Page 1 of 1

Other DVD/CD coping.....thingys?

Posted: 05 Mar 2006, 17:47
by scotty
I use the "SONY DVDRW 9" that came already installed when we got our PC (a Dell Inspiron 6000), is this any good?, is there better that I could get?, I seem to have problems copying some DVD/CD's.
Any thoughts?

Keith

*Edit*

I can't afford a fuckin' Mac before you start Blast :twisted:

Posted: 05 Mar 2006, 18:05
by James Blast
I've already killed two DVD writers scotty, they seem to have a limited life span :(

Posted: 05 Mar 2006, 19:40
by DerekR
I've got 3 (well I would have, wouldn't I? :lol: ), a Pioneer 104, 108 and 109. Dunno what the latest one is but anything with Pioneer in the name, ye cannae go wrong. Pretty cheap too, £45 if I mind right.

Posted: 05 Mar 2006, 23:22
by CellThree
I'm gonna stick with NEC drives. They've served me well. Got a NEC ND-3500AG at the moment.

Posted: 05 Mar 2006, 23:25
by Obviousman
I've got a Sony DVD writer, because it was cheap enough to afford it :lol: (And it never caused me any problems until now. Not a single disc going wrong)

And a Plextor CD-writer, which is a bit older, but IMO Plextor are the Rolls-Royces of CD-writing :notworthy:
Sadly they're not all that cheap :urff:

I wonder: What do you do when you ruin a Mac-cd-writer, can you just plug in another, as in a PC :?:

Posted: 06 Mar 2006, 01:29
by davedecay
yes, on a Mac you can just plug another one in.

if the OS doesn't support it natively, you can use software patches to make the Apple iApps work with it. Roxio Toast will typically work with 3rd party drives even if the OS doesn't recognize it as "natively supported."

http://www.patchburn.de/download.html

Posted: 06 Mar 2006, 04:21
by Ocean Moves
the NEC 3500A as mentioned above is the
Rolls Royce of the DVD writer world

Posted: 06 Mar 2006, 19:09
by sisxbeforedawn
I use Liteon, they're cheap but do a spiffing job :D never had any problems yet........

Re: Other DVD/CD coping.....thingys?

Posted: 07 Mar 2006, 17:40
by Mrs.
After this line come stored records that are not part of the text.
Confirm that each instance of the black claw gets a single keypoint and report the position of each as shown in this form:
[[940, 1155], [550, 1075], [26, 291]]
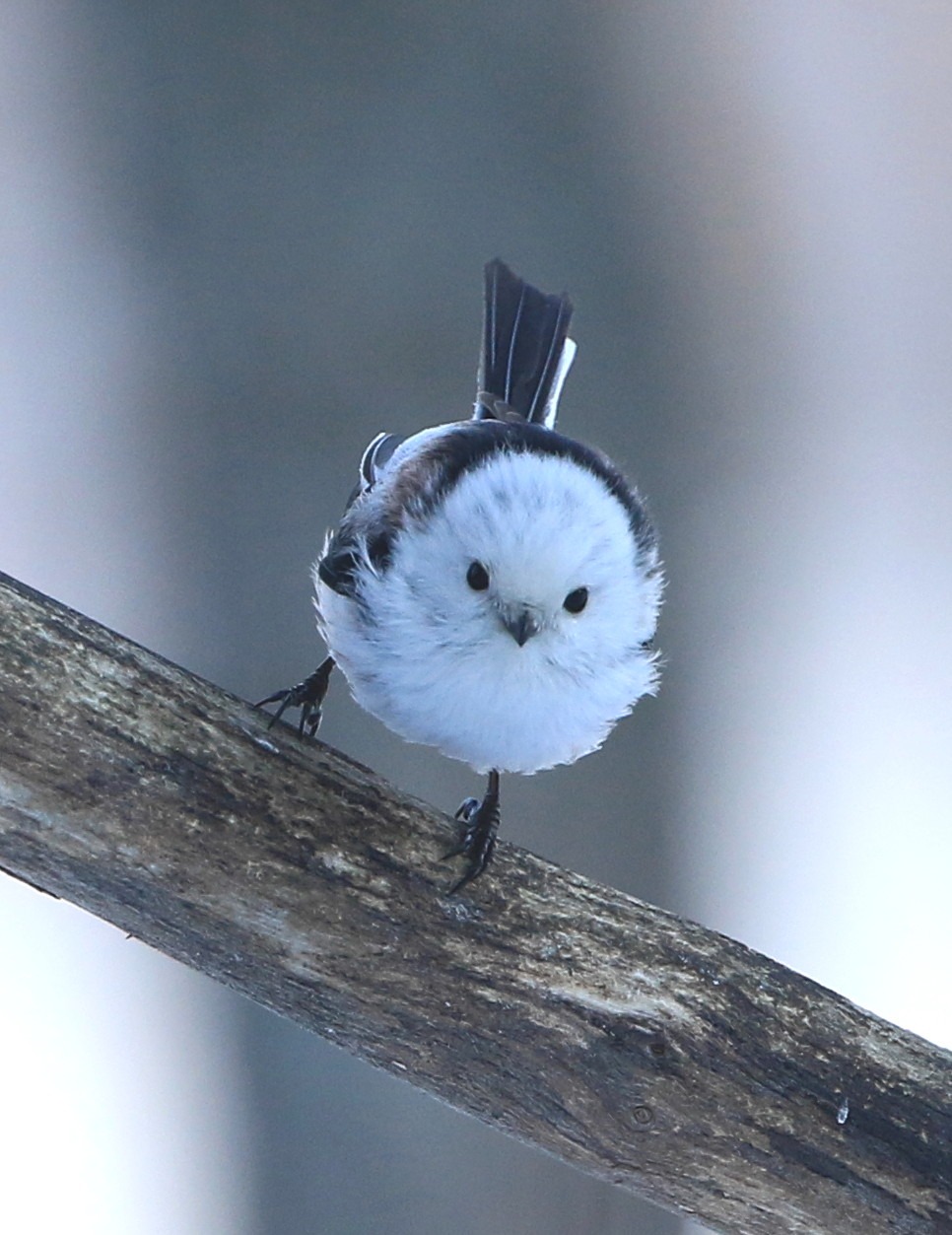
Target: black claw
[[479, 838], [307, 696]]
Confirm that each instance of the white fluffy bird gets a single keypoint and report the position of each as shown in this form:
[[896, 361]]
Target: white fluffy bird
[[493, 586]]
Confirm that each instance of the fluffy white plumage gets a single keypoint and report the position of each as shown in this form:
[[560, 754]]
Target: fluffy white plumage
[[493, 585], [434, 659]]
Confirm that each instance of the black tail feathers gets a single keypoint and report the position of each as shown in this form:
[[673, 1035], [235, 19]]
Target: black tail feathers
[[526, 351]]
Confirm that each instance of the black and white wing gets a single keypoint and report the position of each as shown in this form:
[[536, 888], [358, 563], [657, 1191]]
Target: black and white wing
[[526, 350]]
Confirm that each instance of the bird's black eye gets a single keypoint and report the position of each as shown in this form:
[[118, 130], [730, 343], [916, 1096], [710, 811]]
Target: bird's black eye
[[477, 577], [576, 600]]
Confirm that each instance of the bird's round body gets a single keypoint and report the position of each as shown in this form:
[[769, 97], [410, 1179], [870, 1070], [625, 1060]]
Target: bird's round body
[[506, 614], [493, 585]]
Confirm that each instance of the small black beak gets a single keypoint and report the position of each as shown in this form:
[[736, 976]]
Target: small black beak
[[521, 625]]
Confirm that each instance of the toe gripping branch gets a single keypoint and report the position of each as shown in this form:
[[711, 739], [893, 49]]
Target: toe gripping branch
[[479, 836], [307, 696]]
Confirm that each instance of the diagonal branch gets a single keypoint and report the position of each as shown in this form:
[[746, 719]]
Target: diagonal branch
[[641, 1048]]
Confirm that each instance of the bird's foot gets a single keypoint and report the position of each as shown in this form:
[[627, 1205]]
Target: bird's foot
[[307, 696], [479, 836]]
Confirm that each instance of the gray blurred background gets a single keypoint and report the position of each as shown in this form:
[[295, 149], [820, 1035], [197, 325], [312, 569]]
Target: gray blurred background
[[238, 240]]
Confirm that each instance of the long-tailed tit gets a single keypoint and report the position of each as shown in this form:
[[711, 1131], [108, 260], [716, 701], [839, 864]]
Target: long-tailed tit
[[493, 586]]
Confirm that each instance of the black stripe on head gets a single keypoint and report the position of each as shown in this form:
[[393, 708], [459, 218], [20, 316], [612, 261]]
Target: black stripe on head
[[430, 474]]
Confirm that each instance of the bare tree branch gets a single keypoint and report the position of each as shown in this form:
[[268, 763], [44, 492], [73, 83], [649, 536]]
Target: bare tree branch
[[641, 1048]]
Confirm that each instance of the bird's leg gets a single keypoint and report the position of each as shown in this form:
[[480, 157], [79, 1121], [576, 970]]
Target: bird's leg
[[307, 696], [479, 838]]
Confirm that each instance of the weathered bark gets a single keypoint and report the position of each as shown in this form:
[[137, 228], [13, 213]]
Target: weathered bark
[[641, 1048]]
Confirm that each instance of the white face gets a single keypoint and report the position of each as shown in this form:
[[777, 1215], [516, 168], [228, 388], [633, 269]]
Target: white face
[[510, 620]]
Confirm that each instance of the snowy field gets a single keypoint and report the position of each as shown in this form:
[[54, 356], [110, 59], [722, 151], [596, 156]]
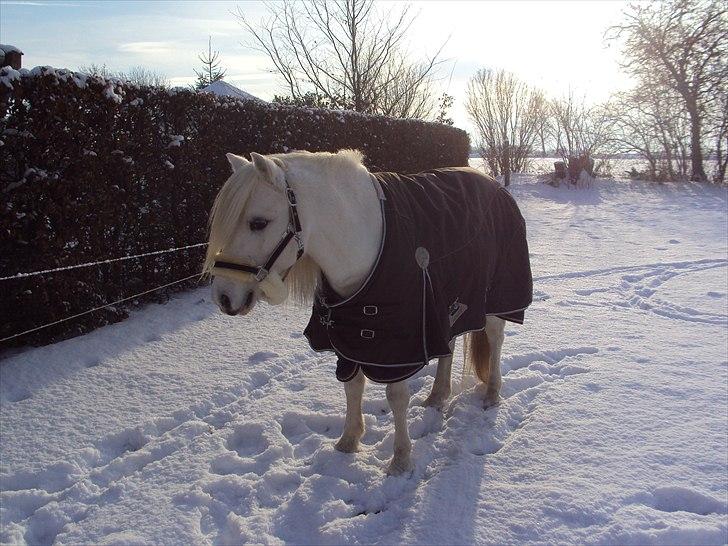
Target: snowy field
[[185, 426]]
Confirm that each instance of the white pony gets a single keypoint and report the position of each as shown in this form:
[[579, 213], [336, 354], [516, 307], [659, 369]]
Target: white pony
[[336, 233]]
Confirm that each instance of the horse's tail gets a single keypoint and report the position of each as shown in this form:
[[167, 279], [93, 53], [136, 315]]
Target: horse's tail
[[477, 355]]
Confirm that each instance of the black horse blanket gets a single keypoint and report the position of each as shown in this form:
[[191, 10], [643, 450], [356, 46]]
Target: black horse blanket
[[453, 251]]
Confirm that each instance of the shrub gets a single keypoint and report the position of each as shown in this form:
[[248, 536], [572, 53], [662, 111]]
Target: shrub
[[93, 168]]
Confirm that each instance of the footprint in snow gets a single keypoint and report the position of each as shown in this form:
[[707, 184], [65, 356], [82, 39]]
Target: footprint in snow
[[261, 356], [681, 499]]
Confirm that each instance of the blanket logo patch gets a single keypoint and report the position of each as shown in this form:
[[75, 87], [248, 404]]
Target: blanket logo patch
[[455, 310]]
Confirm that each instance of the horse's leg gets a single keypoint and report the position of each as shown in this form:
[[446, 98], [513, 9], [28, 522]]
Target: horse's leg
[[354, 424], [441, 387], [398, 398], [495, 330]]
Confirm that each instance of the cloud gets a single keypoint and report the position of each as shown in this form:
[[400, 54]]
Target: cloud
[[44, 4], [148, 48]]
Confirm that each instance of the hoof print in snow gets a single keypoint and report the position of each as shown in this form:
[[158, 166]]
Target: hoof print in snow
[[19, 396], [247, 440], [681, 499], [261, 356]]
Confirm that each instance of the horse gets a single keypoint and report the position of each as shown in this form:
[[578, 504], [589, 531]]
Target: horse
[[312, 227]]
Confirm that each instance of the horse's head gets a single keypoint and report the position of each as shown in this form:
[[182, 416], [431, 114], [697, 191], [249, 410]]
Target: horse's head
[[250, 222]]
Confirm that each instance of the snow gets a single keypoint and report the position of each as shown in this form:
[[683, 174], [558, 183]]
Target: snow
[[222, 88], [9, 49], [185, 426]]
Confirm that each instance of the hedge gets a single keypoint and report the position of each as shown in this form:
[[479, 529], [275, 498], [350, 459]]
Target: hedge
[[94, 168]]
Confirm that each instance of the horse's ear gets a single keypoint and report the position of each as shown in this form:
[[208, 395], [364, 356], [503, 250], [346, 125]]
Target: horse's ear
[[236, 161], [271, 168]]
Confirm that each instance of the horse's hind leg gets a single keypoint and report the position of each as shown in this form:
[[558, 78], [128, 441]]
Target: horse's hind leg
[[354, 424], [495, 331], [441, 387], [398, 398]]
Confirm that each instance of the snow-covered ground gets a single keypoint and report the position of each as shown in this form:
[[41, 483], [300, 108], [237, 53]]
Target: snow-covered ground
[[185, 426]]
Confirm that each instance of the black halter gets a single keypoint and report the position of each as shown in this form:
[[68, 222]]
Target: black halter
[[292, 232]]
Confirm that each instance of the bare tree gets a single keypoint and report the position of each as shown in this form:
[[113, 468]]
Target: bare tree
[[721, 135], [681, 45], [654, 125], [211, 71], [347, 53], [580, 132], [506, 113]]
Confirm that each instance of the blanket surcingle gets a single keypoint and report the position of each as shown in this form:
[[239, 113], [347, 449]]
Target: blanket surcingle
[[454, 250]]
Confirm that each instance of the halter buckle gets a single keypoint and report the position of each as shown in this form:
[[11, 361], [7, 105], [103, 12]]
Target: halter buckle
[[291, 197]]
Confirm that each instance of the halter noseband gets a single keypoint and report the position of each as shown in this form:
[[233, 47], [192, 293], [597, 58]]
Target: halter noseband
[[292, 232]]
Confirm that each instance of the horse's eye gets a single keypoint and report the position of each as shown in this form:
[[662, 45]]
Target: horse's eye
[[258, 224]]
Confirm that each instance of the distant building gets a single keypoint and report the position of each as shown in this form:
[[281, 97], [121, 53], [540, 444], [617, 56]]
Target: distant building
[[224, 89], [10, 56]]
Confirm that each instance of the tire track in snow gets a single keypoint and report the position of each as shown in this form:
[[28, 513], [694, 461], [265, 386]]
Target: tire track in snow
[[628, 268], [639, 291], [284, 480]]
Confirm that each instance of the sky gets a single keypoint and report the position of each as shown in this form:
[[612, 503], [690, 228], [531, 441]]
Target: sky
[[558, 46]]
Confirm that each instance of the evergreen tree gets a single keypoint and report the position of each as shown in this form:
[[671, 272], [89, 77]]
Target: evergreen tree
[[211, 71]]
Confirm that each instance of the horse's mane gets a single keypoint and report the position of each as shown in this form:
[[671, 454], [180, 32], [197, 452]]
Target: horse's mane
[[232, 198]]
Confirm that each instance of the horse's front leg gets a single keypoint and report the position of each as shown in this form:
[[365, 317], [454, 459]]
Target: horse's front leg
[[441, 387], [354, 424], [398, 398]]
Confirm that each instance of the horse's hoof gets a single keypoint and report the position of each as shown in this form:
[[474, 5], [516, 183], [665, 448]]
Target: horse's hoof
[[436, 402], [399, 466], [347, 445]]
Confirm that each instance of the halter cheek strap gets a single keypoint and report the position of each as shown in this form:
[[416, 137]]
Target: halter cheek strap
[[292, 232]]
Snowey
scotty wrote:I use the "SONY DVDRW 9" that came already installed when we got our PC (a Dell Inspiron 6000), is this any good?, is there better that I could get?, I seem to have problems copying some DVD/CD's.
Any thoughts?

Keith

*Edit*

I can't afford a fuckin' Mac before you start Blast :twisted:
I think that's wot we've got in our machine, which seems to do the trick most times, but it can get a bit uppity with certain makes of CD /DVD.

One time it claimed there wasn't enough space to put an hour of footage on a DVD :eek: which was typical, seeing as I'd said to some people who were round that night, "oh, I'll just run these copies off for you while you wait" :evil:

But bought some different ones and it was happy then :roll: :lol:

Re: Other DVD/CD coping.....thingys?

Posted: 07 Mar 2006, 18:06
by scotty
Mrs. Snowey wrote:
scotty wrote:I use the "SONY DVDRW 9" that came already installed when we got our PC (a Dell Inspiron 6000), is this any good?, is there better that I could get?, I seem to have problems copying some DVD/CD's.
Any thoughts?

Keith

*Edit*

I can't afford a fuckin' Mac before you start Blast :twisted:
I think that's wot we've got in our machine, which seems to do the trick most times, but it can get a bit uppity with certain makes of CD /DVD.

One time it claimed there wasn't enough space to put an hour of footage on a DVD :eek: which was typical, seeing as I'd said to some people who were round that night, "oh, I'll just run these copies off for you while you wait" :evil:

But bought some different ones and it was happy then :roll: :lol:
The "Not Enough space thing" has happened to me a couple of times :urff:

The rewriter seems to working OK, I was just wondering if there was anything else/better I could install other than what came with the 'puttor?, there doesn't seem to be a function to change the speed of the copying, am I stuck with the preinstalled system?.

Posted: 07 Mar 2006, 18:18
by Obviousman
Think that's more of a software issue?

Posted: 07 Mar 2006, 18:20
by davedecay
there are many issues with burning DVDs.
for one, 4.7 GB is really more like 4.3 GB after overhead.

sometimes you need enough free space on your hard drive for temporary files that the burning software creates - if you don't have ~5 GB free, it could be that, too.

newer drives support faster media, up to 16x single layer, and burn dual-layer which holds 2x as much data. DL media is still quite expensive compared to SL, which can be found for 23cents US a disc in 50 packs.